Here is a better picture of this engineering marvel. The use of the limited palette (red, green and white) makes for the pulsing effect you get looking at the quilt. I think I even captured it in the picture although in "real life" it was quite striking.
Above is a close up of a stamp with a name - Guyer on the back of the quilt. I also like seeing the two green fabrics used in the binding and the quilt. Don't you love them?
Now, this one is quite something. It is all wool hand whip-stitched together. Wool holds color so well that there is no fading in the quilt. It is what we would consider just a top since there is no batting or backing. I've seen this type of quilt with a backing before but never batting. Think how heavy that would be! The edges are raw but the fabric is so tight that it does not even fray.
You can see the stitching and raw edge in the lower right part of the photo above. You can also get a pretty good look at how the pieces look inlaid from the front.
The quilt above is another wool quilt. It is not, however, Amish or Mennonite as you might guess.
I particularly like this one since I've spent three years hand piecing Lemoyne stars like these. Well, not quite since mine are individual stars and these are pieced together in fours sharing a center large square. Maybe I'll try this design on my next group of stars.
I particularly like the colors in the stars around the edges. Pink, brown, green and blue, yum!
The quilt above and in the next couple of pictures is the first we saw and one of the earliest. It is my opinion that these large star quilts are nothing short of magnificent and these fabrics are also.
In the photos above and below you can see the pillar print used in the border. The broderie perse "basket" is actually the top of the pillar cut off, the blue turned into leaves on each side and the flowers that wrap around the pillar are fussy cut to be the flowers at the center of the motif.
You can definitely see the pillar print better in the photo above. Below is a close up of the fabrics because I do love that soft yellow print, particularly as it contrasts against the Prussian blue.
The feathered star quilt below is a combination of excellent quilting and piecing. Our tutors were not positive but think the green fabrics may have been home dyed and they were fading unevenly in spots. Of course, I love it because, fading or not, it is red and green.

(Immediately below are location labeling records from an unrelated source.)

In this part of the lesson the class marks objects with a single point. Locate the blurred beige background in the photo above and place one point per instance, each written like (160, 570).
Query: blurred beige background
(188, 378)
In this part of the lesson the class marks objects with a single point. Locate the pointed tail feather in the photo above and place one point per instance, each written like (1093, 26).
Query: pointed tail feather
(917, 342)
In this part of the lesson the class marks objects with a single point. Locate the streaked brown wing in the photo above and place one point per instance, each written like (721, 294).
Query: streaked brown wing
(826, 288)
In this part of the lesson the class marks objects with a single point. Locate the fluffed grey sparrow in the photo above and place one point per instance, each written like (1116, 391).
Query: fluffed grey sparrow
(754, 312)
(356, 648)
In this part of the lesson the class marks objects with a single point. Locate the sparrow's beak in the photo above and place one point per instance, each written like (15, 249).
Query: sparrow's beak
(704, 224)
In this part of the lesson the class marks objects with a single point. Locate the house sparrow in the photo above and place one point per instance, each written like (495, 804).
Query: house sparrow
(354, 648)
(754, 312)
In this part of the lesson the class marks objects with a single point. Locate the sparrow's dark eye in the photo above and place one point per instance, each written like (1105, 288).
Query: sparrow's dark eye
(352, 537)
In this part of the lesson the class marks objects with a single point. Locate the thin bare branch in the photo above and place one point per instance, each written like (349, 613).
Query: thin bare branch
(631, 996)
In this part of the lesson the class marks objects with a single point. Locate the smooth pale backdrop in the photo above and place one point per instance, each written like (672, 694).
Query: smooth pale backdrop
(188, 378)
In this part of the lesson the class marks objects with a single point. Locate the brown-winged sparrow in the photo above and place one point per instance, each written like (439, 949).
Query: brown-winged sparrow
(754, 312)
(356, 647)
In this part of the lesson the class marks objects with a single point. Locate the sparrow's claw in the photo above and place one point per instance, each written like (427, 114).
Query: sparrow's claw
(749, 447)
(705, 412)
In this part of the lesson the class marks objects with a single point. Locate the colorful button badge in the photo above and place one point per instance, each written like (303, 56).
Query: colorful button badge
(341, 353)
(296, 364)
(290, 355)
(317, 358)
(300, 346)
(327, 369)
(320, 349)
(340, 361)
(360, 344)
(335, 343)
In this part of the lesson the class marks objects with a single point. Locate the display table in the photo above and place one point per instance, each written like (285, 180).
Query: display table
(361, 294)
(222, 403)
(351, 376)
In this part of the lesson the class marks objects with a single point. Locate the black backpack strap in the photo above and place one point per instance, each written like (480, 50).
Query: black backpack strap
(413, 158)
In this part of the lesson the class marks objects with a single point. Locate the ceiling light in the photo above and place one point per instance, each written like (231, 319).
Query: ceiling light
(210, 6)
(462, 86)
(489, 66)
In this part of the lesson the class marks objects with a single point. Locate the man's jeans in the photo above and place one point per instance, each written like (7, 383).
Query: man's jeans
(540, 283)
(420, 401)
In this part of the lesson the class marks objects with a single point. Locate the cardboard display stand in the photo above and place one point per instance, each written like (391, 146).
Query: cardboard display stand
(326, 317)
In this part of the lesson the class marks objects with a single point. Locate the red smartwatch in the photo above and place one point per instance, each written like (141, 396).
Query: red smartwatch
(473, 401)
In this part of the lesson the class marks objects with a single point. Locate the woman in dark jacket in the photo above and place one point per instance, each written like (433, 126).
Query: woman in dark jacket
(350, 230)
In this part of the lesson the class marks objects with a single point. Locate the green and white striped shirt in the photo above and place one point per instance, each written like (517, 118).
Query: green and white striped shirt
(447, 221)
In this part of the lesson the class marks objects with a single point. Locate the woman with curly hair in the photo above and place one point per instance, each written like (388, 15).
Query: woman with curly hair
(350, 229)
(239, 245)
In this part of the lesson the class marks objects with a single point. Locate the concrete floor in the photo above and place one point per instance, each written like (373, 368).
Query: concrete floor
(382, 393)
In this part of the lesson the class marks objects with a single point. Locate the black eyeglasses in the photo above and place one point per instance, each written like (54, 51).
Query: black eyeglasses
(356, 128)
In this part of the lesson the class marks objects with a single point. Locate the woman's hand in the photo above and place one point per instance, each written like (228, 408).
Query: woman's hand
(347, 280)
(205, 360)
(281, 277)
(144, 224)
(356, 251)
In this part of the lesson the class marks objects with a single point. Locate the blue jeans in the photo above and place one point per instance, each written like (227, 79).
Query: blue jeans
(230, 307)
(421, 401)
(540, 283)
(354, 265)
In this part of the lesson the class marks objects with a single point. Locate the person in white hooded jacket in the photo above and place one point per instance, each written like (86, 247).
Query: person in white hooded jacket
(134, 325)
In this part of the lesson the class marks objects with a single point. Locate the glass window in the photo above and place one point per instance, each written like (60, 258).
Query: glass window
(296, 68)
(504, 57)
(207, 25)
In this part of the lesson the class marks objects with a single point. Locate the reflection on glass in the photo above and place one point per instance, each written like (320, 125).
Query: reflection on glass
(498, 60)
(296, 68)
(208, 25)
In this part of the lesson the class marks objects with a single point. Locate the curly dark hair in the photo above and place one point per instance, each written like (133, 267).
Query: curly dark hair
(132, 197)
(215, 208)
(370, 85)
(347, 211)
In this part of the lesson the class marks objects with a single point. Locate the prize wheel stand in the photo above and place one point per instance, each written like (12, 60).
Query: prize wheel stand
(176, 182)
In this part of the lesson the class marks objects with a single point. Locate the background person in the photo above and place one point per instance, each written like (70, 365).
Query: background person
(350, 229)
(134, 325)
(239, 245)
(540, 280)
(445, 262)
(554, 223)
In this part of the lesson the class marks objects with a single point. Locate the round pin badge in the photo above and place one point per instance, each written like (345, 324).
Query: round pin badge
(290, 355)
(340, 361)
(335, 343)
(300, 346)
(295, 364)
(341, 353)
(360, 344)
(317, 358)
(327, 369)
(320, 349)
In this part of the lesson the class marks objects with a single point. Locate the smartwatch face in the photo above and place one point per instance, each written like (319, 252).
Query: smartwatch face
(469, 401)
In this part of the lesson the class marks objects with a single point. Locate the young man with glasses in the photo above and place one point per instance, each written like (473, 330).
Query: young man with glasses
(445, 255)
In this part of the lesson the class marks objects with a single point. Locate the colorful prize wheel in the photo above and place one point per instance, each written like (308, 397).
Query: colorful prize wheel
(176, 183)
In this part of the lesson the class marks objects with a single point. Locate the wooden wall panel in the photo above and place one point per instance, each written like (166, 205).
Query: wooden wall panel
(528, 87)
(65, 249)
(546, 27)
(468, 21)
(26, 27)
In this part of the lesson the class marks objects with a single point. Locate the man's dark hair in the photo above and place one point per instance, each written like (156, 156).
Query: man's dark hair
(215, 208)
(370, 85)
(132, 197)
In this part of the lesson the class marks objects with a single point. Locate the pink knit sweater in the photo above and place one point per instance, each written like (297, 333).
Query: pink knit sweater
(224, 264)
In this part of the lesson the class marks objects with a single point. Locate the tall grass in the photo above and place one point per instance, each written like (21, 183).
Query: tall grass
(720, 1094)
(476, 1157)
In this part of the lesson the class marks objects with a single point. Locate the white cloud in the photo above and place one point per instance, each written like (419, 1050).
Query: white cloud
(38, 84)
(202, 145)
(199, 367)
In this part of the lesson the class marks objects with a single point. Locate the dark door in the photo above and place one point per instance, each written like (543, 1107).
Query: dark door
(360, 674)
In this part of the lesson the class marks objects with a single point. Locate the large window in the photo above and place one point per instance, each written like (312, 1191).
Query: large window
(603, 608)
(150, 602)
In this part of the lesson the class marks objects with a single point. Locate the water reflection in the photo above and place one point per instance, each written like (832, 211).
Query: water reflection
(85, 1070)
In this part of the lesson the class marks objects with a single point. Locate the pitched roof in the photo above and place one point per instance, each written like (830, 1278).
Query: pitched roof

Don't you love this quilting?
This quiltmaker wasn't to be satisfied with one elaborating pieced star so she made many. A style believed to be later than the single large star. All of them fit together perfectly.
The picture below, a detail from the quilt above, was chosen to show you the fabrics a little closer. Pink and green is another favorite of mine and that bright green is a delight. And, the red. Did I mention how much I like Turkey red?
I hope you enjoyed seeing these bits and pieces of some wonderful quilts. The DAR Museum is continuing their quilt study sessions on the second Tuesdays of February, March and April. The events are called Textile Tuesdays and each session is just $20. You can register by emailing email@example.com. If you are planning a visit to Washington, DC you should definitely try to fit one of these sessions into your plans. Also, the DAR will be mounting an exhibit on early Maryland and Virginia quilts this fall so pencil that into your agenda, too. Some of the quilts we are seeing are to be included in that exhibit. The mid-Atlantic boasts some of the earliest U.S. quilts and are examples of some of the finest fabrics.